Grace Slick, lead singer of the classic Jefferson Airplane line-up had the pipes. She had the looks. She had the intensity. And she had a great sense of humor and, now and then a crazy willingness to express political opinions through her clothes -- and in one case, make-up. This was obvious from the start of the Airplane's national popularity.

Grace will turn 79 next month. But from interviews with her I've read in recent years. she's still got the rock 'n' roll spirit -- even though she's been retired from music for years.

David Crosby, back in the daze, once dubbed Slick "The Chrome Nun." Maybe the video below could explain that.

Check out her sexy nun outfit on the band's June 1967 appearance on American bandstand. (A couple of Voodoo Rhythm artists, drummer Erica Toraldo of The Devils and Reverend Beat-Man's beautiful accomplice Nicole Izobel Garcia carry on that tradition today. (Also worth soaking in is America's Oldest Teenager talking about how San Francisco is "where it's at ...")

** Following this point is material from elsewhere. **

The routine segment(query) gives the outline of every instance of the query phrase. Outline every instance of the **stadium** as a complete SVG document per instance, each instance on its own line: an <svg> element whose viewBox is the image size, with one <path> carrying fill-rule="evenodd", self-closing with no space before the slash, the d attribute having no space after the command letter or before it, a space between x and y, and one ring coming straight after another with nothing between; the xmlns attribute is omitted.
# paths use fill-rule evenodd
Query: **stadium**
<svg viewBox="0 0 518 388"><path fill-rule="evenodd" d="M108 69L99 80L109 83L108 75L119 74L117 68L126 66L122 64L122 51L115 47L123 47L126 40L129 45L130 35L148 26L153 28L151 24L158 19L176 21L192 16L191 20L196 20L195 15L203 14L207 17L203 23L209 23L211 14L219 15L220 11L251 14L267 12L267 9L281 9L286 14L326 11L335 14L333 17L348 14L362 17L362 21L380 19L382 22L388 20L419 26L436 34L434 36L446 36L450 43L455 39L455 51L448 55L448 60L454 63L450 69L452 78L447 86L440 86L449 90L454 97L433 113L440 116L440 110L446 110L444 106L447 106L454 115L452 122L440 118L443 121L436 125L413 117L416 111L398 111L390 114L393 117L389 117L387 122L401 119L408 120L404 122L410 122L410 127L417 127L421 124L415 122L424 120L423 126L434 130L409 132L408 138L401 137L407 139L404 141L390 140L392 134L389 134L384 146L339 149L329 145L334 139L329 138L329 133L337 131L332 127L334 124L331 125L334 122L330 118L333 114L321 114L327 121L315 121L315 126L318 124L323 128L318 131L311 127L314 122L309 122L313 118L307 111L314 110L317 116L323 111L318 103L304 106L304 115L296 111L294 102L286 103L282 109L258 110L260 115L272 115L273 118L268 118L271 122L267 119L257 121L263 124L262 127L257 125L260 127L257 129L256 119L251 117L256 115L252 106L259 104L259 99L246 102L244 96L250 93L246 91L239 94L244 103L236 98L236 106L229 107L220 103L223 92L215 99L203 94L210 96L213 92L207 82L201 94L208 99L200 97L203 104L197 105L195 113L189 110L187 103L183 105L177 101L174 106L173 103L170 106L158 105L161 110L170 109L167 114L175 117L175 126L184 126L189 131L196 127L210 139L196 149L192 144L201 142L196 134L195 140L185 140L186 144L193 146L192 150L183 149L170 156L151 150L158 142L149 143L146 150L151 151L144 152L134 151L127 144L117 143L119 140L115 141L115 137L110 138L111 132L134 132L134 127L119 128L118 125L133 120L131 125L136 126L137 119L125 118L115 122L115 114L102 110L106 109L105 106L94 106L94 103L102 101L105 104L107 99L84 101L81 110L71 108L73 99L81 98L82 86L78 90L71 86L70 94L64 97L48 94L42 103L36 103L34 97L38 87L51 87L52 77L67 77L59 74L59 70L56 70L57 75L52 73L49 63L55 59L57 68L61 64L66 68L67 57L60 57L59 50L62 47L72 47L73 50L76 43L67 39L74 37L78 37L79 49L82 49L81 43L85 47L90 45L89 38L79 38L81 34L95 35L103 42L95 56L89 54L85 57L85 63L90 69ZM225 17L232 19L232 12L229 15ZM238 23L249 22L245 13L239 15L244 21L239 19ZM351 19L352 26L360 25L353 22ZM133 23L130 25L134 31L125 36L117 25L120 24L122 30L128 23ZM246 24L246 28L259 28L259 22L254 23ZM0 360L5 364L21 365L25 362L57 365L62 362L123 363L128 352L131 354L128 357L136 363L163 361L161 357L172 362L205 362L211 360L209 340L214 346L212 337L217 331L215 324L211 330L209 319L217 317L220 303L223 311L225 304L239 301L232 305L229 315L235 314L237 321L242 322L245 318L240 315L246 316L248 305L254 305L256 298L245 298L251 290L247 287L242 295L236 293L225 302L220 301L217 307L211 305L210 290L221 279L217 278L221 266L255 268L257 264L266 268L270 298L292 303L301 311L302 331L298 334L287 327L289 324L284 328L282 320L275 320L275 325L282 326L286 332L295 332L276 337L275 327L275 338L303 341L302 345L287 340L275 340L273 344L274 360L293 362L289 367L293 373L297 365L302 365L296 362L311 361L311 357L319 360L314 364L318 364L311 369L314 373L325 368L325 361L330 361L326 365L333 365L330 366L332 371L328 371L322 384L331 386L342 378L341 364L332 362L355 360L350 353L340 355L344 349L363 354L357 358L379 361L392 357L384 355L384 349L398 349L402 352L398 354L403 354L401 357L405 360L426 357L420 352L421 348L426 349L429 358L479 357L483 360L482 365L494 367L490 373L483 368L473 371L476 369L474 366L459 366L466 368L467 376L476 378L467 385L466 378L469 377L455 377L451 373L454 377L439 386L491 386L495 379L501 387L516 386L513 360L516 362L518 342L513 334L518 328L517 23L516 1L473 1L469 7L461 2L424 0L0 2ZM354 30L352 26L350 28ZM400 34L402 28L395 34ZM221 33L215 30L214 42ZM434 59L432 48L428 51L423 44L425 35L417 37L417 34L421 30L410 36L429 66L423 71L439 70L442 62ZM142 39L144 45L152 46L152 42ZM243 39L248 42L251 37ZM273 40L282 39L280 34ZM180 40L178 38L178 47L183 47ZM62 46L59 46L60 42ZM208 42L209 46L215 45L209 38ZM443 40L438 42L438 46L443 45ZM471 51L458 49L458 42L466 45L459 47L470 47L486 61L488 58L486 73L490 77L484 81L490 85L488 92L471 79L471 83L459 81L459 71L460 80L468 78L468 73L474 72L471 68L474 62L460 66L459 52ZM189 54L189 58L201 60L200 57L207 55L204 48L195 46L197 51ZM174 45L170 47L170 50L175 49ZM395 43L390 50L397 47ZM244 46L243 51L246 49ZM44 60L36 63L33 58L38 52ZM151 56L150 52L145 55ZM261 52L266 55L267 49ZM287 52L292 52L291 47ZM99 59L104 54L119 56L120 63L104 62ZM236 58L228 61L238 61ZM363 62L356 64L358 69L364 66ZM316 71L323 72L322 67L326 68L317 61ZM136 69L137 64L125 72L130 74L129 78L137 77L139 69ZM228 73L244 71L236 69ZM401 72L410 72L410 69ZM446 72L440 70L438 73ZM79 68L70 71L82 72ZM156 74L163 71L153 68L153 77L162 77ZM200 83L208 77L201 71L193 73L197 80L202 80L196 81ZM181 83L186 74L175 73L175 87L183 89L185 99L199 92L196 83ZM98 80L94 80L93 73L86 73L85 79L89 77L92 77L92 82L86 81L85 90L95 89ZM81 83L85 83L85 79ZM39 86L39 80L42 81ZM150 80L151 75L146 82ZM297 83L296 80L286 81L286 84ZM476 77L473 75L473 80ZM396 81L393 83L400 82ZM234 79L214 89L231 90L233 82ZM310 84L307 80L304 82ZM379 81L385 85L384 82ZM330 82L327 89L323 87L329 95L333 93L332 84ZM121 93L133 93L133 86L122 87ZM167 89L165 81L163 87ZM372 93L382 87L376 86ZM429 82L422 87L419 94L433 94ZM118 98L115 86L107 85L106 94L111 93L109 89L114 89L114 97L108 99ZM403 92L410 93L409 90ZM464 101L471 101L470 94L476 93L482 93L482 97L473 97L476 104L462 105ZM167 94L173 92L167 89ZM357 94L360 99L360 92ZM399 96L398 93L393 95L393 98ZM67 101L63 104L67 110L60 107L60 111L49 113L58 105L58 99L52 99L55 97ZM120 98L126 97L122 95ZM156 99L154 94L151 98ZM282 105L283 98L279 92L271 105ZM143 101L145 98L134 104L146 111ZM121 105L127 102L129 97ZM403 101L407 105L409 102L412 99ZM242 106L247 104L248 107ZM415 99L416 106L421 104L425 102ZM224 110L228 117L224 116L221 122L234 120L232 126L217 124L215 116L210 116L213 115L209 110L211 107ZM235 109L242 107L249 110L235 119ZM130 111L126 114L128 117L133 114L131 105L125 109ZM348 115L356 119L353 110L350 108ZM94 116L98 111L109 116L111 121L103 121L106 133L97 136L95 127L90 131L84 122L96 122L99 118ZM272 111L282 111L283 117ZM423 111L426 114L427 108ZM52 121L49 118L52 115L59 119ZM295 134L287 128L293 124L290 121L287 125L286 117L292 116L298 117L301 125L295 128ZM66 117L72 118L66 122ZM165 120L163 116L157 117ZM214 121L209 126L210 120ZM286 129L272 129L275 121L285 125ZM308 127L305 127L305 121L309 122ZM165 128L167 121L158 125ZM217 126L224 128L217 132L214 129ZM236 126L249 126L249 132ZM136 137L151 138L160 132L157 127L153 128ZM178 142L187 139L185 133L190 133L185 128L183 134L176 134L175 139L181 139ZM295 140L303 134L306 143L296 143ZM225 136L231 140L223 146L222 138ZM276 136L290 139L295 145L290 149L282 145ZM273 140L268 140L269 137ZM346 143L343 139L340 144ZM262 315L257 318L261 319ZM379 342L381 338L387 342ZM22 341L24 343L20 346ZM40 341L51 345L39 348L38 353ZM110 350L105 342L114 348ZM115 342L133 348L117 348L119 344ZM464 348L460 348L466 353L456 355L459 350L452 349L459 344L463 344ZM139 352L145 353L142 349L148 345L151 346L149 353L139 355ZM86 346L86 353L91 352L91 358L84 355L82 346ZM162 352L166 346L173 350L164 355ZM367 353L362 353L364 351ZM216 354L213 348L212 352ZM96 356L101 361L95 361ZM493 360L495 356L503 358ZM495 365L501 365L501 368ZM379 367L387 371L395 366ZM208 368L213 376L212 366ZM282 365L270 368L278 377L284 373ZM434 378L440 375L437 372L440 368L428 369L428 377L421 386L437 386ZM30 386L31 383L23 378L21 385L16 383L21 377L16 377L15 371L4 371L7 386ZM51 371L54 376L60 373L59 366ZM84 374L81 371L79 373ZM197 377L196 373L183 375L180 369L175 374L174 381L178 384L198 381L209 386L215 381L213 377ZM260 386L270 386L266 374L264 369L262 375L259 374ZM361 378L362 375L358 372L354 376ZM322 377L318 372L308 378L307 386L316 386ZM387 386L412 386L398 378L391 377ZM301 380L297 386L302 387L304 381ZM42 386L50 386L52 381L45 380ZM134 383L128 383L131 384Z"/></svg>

A little more than a year later, Grace appeared with The Airplane on The Smothers Brothers Comedy Hour.  She was in blackface, a move that Dangerous Minds called an "insane and mercifully short-lived" phase.

From Dangerous Minds: 

Slick maintained that the gesture was one of solidarity with either the Black Power Movement generally or Angela Davis specifically ... I can’t imagine how anyone could think that the intent of solidarity could possibly trump the massively offensive history of minstrelsy ineradicably attached to blackface performance. But it could have been just a blip if Slick hadn’t doubled down, appearing on the January 1969 cover of Teenset magazine in blackface. Giving a black power salute. (Irony abounds in that mag ...)

Is that why Tommy Smothers called her "Grace Sick"?

Yeah, blackface in retrospect was a dumb move.

Still, As Al Jolson might say, I'd walk a million miles for one of her smiles.

Finally, on Sept. 29, 2001, Slick appeared at a gig by The Jefferson Starship wearing a burqa. She creeps around the stage for a couple of minutes before taking it off, revealing some kind of American flag garment with the words "Fuck Fear"on the back.

"That outfit I had on is not about Islam, it's about oppression," she says about the burqa (at the 2:45 mark), right before singing "Wooden Ships" adding, "This flag is not about politics, it's about liberty."